Friday 26 June 2015

update on how I feel after the stress of the other day

So after the day moxxi went missing. I spent that nice resting, took a relaxing bath and used some essential oils to calm my nerves and muscles. The next morning I woke up fed the dogs and was reading when I heard some noise out side and some birds flying around. But it stopped so I continued reading. Well muffin woke up and we found moxxi out side munching on a dead rabbit that an owl kindly dropped on our back step for us. Moxxi was so proud and I'm sure she thought it was her kill she was pretty  chocked that we cleaned it up and bathed her so quick. As you can see this just seems to be her week first peanuts then second breakfast! My legs were really bugging me and I was so drained. I rested tell muffins family got here then we spent some time with them. I rested some more after and did more stretching, essential oils and a warm bath. Today is day 3 of feeling exhausted after that day of emotion when I thought she was missing. My legs are still really bothering me and my feet as well I have been doing stretches and walked the dogs around the yard a few times today to try and get things moving. But just standing feels like my legs are gonna give out. Days like this is when if I have to leave the house I try and use my cane. Other wise i end  up worse after and in more pain. But since I'm at home I have been able to take it easy while still trying to get moving.
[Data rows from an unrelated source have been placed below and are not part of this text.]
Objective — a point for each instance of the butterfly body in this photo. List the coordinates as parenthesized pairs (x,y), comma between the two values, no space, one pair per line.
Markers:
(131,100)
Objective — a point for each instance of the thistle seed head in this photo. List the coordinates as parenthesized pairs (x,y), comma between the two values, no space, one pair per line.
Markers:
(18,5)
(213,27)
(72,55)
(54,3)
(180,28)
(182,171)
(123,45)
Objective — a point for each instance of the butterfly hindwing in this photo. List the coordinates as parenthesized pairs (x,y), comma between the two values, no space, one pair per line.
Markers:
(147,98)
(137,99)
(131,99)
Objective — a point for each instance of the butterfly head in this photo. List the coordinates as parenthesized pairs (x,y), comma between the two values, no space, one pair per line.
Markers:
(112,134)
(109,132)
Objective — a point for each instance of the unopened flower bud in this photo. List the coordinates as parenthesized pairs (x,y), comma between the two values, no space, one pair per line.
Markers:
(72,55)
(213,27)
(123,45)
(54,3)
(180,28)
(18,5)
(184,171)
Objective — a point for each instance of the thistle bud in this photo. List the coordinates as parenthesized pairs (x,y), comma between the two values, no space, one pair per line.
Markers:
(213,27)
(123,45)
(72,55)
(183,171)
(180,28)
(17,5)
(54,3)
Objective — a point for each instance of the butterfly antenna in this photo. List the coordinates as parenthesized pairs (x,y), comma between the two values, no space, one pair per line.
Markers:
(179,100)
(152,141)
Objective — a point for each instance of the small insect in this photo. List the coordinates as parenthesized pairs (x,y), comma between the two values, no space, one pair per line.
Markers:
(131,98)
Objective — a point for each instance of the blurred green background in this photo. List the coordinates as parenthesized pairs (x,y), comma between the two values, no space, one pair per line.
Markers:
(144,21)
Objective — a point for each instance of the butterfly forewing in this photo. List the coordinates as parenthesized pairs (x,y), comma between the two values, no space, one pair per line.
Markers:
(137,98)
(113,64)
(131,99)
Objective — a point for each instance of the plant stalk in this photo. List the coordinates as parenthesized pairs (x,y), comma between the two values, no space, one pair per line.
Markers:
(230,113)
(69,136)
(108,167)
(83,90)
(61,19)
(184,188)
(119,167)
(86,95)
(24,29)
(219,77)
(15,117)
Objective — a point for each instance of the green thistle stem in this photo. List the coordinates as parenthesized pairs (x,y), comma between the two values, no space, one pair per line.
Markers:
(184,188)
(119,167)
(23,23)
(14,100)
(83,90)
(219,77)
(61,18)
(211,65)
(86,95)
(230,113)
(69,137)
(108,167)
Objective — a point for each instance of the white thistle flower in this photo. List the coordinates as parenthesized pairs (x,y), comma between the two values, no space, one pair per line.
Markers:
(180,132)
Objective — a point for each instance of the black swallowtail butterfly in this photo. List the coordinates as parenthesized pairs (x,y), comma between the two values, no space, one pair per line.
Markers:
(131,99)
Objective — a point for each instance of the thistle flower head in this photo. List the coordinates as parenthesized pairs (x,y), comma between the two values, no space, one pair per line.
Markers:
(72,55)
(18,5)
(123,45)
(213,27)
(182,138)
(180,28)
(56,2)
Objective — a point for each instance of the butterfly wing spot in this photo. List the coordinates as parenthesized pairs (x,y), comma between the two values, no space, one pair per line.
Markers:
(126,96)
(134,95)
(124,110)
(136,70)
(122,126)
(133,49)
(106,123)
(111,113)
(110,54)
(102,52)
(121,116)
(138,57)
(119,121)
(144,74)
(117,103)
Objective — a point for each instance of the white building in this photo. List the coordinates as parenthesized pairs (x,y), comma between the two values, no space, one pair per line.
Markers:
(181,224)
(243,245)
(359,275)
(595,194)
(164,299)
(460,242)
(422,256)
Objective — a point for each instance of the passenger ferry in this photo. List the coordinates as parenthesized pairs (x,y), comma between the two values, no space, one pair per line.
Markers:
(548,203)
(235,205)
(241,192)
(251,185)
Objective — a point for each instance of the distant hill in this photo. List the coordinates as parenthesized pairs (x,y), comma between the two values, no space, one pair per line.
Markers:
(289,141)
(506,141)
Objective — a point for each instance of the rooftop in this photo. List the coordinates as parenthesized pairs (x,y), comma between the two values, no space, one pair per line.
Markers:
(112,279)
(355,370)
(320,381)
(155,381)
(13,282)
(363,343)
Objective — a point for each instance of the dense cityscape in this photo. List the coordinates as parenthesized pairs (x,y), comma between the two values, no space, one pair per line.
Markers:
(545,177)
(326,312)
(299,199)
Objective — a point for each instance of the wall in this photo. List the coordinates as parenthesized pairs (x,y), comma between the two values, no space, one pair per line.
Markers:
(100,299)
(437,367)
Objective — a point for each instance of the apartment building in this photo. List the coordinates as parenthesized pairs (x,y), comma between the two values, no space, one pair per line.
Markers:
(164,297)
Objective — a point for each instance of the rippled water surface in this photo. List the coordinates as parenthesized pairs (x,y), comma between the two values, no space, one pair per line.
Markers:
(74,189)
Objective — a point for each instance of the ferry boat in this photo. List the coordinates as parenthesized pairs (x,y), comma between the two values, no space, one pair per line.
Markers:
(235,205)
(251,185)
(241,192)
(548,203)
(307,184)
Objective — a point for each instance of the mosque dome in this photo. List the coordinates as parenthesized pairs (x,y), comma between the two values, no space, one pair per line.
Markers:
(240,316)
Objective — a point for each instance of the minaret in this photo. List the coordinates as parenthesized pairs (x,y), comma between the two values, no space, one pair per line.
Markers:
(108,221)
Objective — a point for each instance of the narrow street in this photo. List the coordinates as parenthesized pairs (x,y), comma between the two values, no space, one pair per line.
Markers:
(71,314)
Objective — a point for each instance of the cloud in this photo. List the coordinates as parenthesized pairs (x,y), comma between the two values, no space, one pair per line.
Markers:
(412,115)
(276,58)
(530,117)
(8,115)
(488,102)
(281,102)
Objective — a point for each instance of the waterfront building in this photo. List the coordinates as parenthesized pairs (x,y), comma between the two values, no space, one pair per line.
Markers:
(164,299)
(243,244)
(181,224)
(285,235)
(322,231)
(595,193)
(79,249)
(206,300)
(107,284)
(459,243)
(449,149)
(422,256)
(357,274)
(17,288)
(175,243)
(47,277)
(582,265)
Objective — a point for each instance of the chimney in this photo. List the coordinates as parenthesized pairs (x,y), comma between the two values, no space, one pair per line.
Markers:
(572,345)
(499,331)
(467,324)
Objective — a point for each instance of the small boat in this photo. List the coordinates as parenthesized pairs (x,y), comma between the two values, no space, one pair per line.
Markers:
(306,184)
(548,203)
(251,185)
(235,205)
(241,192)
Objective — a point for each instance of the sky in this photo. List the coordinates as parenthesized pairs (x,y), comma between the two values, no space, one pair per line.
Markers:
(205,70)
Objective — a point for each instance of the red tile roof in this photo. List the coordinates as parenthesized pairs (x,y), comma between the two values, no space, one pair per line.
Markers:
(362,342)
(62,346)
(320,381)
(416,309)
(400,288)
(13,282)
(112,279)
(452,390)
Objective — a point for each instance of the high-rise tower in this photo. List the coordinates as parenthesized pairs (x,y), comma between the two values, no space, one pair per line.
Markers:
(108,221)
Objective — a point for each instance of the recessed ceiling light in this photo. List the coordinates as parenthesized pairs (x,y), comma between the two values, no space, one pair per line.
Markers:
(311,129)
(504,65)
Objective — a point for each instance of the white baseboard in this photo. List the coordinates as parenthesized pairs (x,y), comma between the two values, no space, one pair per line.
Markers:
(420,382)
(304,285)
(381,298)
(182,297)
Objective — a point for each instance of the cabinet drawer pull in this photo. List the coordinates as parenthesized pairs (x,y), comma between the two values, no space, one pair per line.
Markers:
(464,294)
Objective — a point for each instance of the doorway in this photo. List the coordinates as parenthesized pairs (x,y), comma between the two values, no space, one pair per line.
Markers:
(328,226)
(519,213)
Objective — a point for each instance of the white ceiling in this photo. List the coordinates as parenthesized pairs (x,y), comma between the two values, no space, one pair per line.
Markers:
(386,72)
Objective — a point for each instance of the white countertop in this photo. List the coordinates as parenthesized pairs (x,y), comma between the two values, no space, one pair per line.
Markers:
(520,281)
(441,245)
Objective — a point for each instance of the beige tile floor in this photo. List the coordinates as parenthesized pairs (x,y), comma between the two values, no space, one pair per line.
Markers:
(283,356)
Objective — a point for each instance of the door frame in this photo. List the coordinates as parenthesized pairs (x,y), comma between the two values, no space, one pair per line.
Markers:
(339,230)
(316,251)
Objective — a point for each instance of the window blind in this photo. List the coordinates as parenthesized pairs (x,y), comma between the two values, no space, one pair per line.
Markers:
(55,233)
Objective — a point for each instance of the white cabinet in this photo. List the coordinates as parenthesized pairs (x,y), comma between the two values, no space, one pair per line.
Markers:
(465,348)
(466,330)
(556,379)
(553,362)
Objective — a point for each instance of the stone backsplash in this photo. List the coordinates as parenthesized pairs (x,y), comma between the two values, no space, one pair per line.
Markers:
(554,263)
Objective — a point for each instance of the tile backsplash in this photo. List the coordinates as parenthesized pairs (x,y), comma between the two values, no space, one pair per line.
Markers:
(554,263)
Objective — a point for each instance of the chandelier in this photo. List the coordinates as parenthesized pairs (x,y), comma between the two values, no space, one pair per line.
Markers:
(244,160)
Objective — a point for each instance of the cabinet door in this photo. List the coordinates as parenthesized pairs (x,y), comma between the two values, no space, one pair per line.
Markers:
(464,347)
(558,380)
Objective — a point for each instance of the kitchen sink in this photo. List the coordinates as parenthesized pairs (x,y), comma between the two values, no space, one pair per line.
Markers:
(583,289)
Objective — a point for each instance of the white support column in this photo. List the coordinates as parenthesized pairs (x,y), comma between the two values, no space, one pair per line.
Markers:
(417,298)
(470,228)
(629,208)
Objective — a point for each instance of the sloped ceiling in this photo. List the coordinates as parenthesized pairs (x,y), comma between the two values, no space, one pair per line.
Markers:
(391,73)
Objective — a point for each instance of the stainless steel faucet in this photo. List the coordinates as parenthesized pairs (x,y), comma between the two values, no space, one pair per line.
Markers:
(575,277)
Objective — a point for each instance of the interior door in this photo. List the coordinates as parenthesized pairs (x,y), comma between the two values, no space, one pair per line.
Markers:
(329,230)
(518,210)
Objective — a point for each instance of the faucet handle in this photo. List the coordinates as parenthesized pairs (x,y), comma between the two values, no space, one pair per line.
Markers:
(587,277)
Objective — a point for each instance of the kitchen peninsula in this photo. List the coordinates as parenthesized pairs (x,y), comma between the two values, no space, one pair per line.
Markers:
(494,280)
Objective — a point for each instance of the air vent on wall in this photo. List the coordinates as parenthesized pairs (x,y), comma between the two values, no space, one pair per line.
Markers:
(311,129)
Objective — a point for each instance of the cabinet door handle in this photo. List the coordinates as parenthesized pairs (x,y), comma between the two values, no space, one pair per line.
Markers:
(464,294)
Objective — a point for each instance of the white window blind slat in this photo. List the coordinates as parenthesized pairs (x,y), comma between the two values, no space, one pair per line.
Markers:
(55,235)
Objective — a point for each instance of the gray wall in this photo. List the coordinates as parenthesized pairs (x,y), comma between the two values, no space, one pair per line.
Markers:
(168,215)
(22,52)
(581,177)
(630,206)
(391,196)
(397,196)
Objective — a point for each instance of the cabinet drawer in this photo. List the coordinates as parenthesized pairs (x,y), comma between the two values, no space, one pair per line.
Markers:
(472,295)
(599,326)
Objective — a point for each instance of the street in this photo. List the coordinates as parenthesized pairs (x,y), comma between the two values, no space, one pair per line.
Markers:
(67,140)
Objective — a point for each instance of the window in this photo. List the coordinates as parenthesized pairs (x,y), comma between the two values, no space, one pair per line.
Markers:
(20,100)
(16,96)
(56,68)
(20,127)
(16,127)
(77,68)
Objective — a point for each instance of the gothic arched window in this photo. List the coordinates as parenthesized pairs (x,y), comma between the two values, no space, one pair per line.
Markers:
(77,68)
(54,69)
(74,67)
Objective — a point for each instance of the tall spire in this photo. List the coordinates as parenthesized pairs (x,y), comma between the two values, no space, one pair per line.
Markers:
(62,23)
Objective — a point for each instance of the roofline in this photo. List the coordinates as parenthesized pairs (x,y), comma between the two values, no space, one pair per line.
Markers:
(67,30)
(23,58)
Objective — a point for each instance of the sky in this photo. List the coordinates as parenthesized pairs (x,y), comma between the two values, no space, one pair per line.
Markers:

I can definitely feel that I pushed my self today but it feels like a good push like when you have a good work out. The pain is still in my legs and feet. It feels like a restlessness but painful like when your legs fall asleep and start waking up. This is what happens when the weather changes or is bad, when I push my self to much,when I have a flair or when something stresses me out. I have been lucky that it hasn't been happening as often as it was. It use to be every day and my legs and arms would give out on me a lot. this is just to give you an idea of what it's like and how with a chronic illness you have to watch you self how much you do and your stress level otherwise you can pay for weeks.